Figure 6 The HME50-5E cells underwent apoptosis against number of days after transfected with complementary 2’-O-MeRNA oligomer telomerase inhibitors. More than 50% of cells went under apoptosis after 100 days after the initial transfection (Herbert et al, 1999).

Herbert and Pitts et al, 1999, reported that peptide nucleic acid (PNA) and 2-O-MeRNA oligomers inhibit the activity of hTR telomerase in immortal human cell lines HME50-5E and DU145 hence can be used as a potential chemotherapeutic drug (figure 6). The use of targeting telomerase in direct anticancer therapies also has its drawbacks as telomerase activity is also found in some somatic human cells that may also be targeted during treatment. Additionally a small minority of cancers have been reported to exhibit no significant telomerase activity therefore the treatment may not be as effective in certain cancers compared to others due to drug resistance. Another issue with this approach is that chemically related molecules may carry the risk if being unintentionally inhibited which could result in harmful side effects.

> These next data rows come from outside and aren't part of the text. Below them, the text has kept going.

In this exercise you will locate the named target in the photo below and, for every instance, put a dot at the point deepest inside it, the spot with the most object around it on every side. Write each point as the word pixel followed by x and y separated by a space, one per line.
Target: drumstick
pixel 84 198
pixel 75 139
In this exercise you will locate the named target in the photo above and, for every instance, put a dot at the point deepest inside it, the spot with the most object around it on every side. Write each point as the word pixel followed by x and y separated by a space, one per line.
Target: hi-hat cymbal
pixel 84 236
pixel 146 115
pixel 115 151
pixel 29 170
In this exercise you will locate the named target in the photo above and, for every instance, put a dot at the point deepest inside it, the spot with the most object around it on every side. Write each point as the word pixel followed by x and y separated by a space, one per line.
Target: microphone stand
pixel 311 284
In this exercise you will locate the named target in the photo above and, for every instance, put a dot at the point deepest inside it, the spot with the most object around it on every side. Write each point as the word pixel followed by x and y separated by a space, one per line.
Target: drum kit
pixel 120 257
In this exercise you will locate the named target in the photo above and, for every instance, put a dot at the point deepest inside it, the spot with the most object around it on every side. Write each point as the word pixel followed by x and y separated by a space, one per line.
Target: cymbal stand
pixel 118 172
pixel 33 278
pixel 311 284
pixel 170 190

Based on the research that that has been carried out on telomeres it is well established that telomere length can be easily manipulated however like in most biological pathways when the natural process are disrupted there are always positive and negative consequence. In this case involuntarily altering telomere length requires the manipulation of telomerase activity (Lee and Hills et al, 2013). The increase in telomerase activity has been associated with multiple different cancers which could therefore potentially increase the risk of developing cancer while reducing the risk of developing CHD and other diseases that are associated with telomere shortening. Furthermore additional studies are required to develop a more advanced technique that can alter telomere length and at the same time prevent or repress cancer.

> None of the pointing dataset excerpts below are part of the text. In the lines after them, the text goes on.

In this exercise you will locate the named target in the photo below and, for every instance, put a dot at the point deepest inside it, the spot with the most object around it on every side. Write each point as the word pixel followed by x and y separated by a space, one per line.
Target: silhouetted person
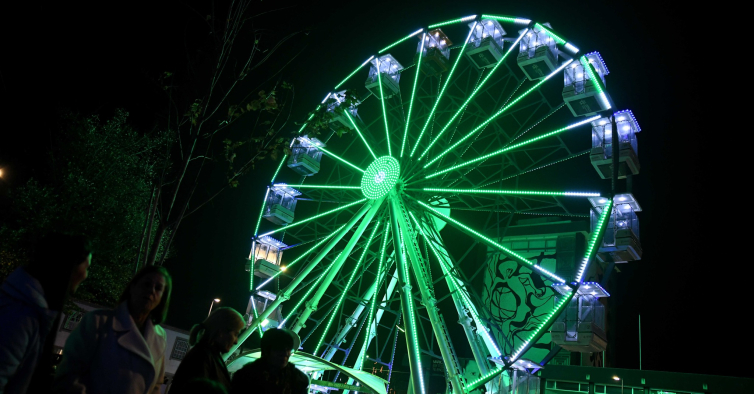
pixel 31 300
pixel 272 373
pixel 209 340
pixel 120 350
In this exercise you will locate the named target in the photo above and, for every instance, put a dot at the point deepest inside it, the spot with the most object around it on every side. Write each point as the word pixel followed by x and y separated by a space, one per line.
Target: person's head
pixel 276 346
pixel 149 291
pixel 206 386
pixel 220 329
pixel 60 263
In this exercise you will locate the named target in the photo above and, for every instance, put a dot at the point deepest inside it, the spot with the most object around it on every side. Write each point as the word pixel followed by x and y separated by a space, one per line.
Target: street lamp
pixel 210 305
pixel 621 383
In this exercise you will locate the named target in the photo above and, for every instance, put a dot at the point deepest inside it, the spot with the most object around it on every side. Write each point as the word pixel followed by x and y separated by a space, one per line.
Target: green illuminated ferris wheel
pixel 458 128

Alternatively a follow up study reported that a series of lifestyle changes such as plant based diet, moderate exercise, stress management and increased social support provided to men with low risk for prostate cancer, revealed an increase in relative telomere length in the intervention group compared to the controls after 5 years. This study shows a significant correlation between telomere length and lifestyle changes, indicating that telomere length can also be altered naturally by reducing the environmental risk factors associated with telomere shortening without having to interfere with telomerase activity (Ornish and Lin et al, 2013).

Conclusion

The discovery of telomeres and telomerase is without a doubt a major revolutionary step in the scientific field which has led to the understanding of biological age and its association with low mortality medical conditions such as CHD and Cancer. However there are still some structural aspects of telomeres and telomerase that are not fully understood, like for example telomere binding factors TRF1 and TRF2 have only a few studies which suggest that they are part of a telomere maintaining control mechanism (Smogorzewska and Steensel et al, 2000). Therefore these negative regulators can also be possibly targeted in therapies in the future as they have been found to be associated with telomerase activity and hence telomere shortening and eventually lead to programed death of cancerous cells through apoptosis. Although most telomerase inhibition drugs have failed due to long lag phase period before effective shortening of telomeres occur, it can still be used in combination with present chemotherapeutic drugs and provide a more efficiently induced cell death (Cerone and Londono-Vallejo et al, 2006). Moreover telomere length is an independent biomarker for assessing cardiovascular diseases therefore telomere length testing can be used in clinical medicine as a risk factor for early diagnosis faster than current biomarkers such as cholesterol levels. The future will undoubtedly point to new discoveries of how telomere and age related diseases are associated and help prevent them.